Why are you at a bar in Connecticut?
Long story. One that now involves lots of delicious chicken wings om nom nom
next time a party gets busted lets get a group photo first.
I woke on the floor next to a big TV. Apparently I traded my bed for a 52 inch samsung and a box of pop tarts.
So you used a whole package of smoked meat last night. Didn't eat it, just took it out and put it all over the fridge.
On the bright side since it was a Tuesday you weren't even in jail for the long! that could've been worse!
Just woke up with a blunt in each nostril and a lighter duct taped to my chest...good lookin out
who were those guys at the table sniffing dryer sheets?
nobody understands how my tooth became embedded in the ceiling last night.
I'm trying to figure if this dude sitting in his car with the door open is dead or just sleeping. Someone was probably wondering the same thing bout me 20 minutes ago.

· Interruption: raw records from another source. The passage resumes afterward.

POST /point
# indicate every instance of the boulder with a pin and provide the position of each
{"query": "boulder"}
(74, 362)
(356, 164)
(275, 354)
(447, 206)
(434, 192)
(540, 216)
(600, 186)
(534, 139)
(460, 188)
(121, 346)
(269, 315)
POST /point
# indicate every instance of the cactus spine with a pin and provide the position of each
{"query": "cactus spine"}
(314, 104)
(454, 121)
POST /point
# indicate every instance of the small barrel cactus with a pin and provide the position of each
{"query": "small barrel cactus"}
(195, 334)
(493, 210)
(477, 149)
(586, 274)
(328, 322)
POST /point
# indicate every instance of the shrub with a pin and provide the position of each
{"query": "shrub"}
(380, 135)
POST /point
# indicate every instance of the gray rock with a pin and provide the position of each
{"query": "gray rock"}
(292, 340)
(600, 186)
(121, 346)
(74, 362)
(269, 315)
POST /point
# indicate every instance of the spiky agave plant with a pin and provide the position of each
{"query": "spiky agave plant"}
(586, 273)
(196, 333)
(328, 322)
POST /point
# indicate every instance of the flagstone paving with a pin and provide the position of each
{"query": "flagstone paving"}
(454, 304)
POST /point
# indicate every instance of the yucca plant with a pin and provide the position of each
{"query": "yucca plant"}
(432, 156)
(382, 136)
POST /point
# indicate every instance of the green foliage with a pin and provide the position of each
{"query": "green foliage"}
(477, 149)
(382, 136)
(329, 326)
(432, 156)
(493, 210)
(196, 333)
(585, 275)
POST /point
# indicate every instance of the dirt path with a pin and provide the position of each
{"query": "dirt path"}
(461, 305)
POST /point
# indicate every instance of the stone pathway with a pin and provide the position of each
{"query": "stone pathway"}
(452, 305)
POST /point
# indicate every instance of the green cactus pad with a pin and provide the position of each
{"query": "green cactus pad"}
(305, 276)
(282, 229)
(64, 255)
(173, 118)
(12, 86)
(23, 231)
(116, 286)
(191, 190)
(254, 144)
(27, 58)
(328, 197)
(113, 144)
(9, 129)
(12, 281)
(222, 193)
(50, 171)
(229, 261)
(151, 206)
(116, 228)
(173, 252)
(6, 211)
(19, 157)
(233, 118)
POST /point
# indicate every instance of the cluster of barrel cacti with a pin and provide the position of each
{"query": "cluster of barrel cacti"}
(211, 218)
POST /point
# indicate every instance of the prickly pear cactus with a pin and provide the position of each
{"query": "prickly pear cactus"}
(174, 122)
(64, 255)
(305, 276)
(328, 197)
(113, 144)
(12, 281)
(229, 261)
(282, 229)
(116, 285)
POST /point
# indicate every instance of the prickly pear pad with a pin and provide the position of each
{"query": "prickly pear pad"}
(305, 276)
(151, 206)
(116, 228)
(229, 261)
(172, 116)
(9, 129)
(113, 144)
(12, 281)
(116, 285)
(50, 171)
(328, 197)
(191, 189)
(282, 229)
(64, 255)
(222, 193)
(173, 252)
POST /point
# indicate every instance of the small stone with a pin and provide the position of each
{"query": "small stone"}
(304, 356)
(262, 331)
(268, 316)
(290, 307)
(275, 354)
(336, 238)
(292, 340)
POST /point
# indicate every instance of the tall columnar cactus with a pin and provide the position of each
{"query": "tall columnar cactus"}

Your meeting is taking a ridiculous amount of time.
Was in the middle of a keg stand, the frat guys dropped me, and I broke my nose. My mom didn't enjoy that call from the hospital.
My tinder date wouldn't stop talking about the Star Wars movie trailer long enough to fuck me. HOW IS THIS MY LIFE?!?
I love the barter system - he got laid and I got him to bring me some ibuprofen. A win-win really.
All I remember is being lured out to sit by the fire by you holding a piece of pizza in front of me
9 am booty call on your ex's birthday. Fuck yea
He fucked the hangover right out of me. That good.